Planning a Small but Unique Wedding
Just because you’re planning a small wedding, doesn’t mean you’re going to have an easier time getting all the necessarily preparations done. Now that you’re engaged, the fun begins with planning and strategizing for your small but intimately sweet wedding. To kick this off, get your closest friends together and start brainstorming for ideas. Here are some things to consider in aligning your wedding preferences with your budget.
Guests – start with your guests. A small wedding is small because it is determined by the number of guests. Ideally, 50 guests would be sufficient for a head count, however, it will still be up to you if you want to strictly narrow it down to immediate family members and best friends only. For the entourage, you could stray from tradition and have only a Maid of Honor and a Best Man. If you have a few attendants, you can ask a few of them to help with manning guest and table posts.
Venue – if you’re working on a budget, you can hold your wedding in a small church or wedding venue or in your very own backyard or garage. By choosing the latter, you can hold two parts (ceremony and reception) both in one place. What will make it aesthetically appealing is how you will decorate it. Instead of spending too much on flowers, try using more candles and lights to bring your wedding to life. Ask your siblings or friends for help in preparing the giveaways, table and ceiling decorations, etc. While you are all at it, you get spend some nice quality time bonding over past stories and experiences. This will help you relax and keep you from pre-wedding jitters.
Appetizers – keep it simple by providing your own appetizers and by making the event a self-service one. You won’t need to hire servers and guests will have the chance to mingle more while getting rounds.
Alcoholic beverages – If you’re open about rocking out a party during your reception, ask your friends to bring their own booze (BYOB). This allows for a better selection of alcohol and you can even ask one of your friends to play bartender.
Meal – unless you have a resident chef (aka mom who’s a kitchen genius), you can’t avoid but use a caterer. Choose one that’s recommended by a friend or someone who’s had a good deal with one. Some guests might be traveling from far places and you’d want to give them a delightful, gastronomic experience after hours of being on the road. If you have the time and resources to prepare your own food, make sure you plan the dishes ahead of time and assign them accordingly.

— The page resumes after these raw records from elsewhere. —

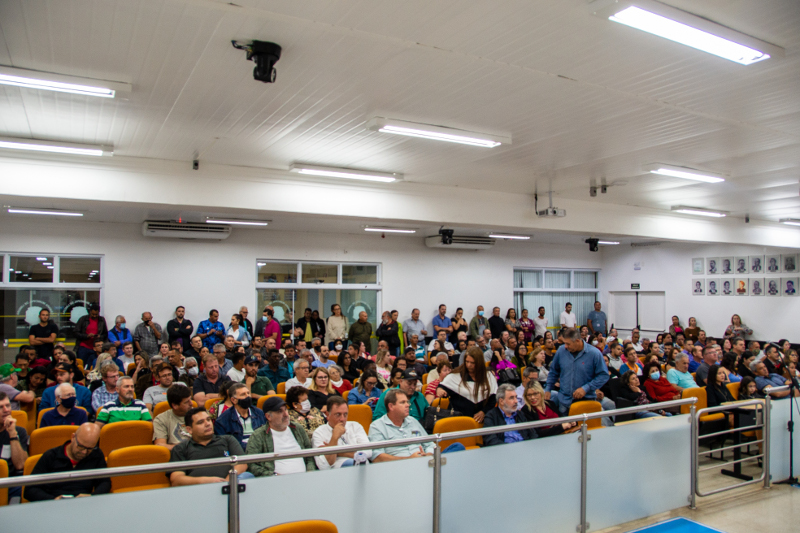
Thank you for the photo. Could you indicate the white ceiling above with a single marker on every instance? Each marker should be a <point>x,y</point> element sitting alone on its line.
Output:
<point>583,98</point>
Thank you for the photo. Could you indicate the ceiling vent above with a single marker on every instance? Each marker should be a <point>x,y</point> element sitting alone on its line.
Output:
<point>175,230</point>
<point>460,242</point>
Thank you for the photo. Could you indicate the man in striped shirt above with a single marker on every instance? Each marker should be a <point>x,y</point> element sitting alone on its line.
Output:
<point>126,407</point>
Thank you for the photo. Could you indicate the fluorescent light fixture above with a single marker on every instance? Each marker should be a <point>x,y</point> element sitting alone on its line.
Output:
<point>237,222</point>
<point>391,230</point>
<point>25,211</point>
<point>346,173</point>
<point>46,81</point>
<point>690,30</point>
<point>35,145</point>
<point>510,237</point>
<point>436,133</point>
<point>682,172</point>
<point>687,210</point>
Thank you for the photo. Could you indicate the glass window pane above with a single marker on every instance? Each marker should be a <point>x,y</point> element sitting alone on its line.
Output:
<point>360,274</point>
<point>556,279</point>
<point>320,273</point>
<point>33,269</point>
<point>276,272</point>
<point>79,270</point>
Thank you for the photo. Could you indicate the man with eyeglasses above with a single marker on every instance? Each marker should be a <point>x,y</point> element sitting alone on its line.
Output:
<point>79,453</point>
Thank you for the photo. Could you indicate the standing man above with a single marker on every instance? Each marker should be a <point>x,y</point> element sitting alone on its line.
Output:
<point>597,320</point>
<point>42,336</point>
<point>89,328</point>
<point>211,331</point>
<point>180,328</point>
<point>580,370</point>
<point>147,335</point>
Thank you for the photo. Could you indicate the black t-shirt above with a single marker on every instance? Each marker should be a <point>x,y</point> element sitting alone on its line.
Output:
<point>44,351</point>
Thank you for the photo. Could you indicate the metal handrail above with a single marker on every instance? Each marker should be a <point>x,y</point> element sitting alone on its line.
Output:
<point>43,479</point>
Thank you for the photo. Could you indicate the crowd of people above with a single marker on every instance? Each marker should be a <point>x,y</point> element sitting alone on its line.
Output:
<point>500,371</point>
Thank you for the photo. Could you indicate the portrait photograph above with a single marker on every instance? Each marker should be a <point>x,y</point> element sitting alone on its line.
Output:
<point>757,287</point>
<point>698,288</point>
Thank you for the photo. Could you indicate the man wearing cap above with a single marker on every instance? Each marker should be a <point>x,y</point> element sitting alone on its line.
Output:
<point>417,402</point>
<point>8,384</point>
<point>64,374</point>
<point>280,435</point>
<point>65,413</point>
<point>257,385</point>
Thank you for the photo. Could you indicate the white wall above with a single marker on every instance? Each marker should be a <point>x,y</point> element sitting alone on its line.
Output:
<point>668,268</point>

Cake and Desserts – we always know one or two people who can bake. Get that family member or friend to make your desserts. It is the cupcake decade and you can come up with dozens of ideas for your wedding cake and use cupcakes instead. Or, if you really want that cake, you can design it with your baker and give it a personal touch. People are not that particular with desserts and they would munch on anything that’s sweet after a hearty meal anyway, but do make sure that your desserts look attractive and enticing enough to try.
If you want to save a bundle more, you can always opt for take-out food. It’s your wedding and you don’t have to follow the rules. As long as you’re happy with how things go and your guests don’t go home hungry, then you can scrimp without having to feel regretful. In the end, what counts is that your vows stay with you and your special someone as long and as faithful as promised.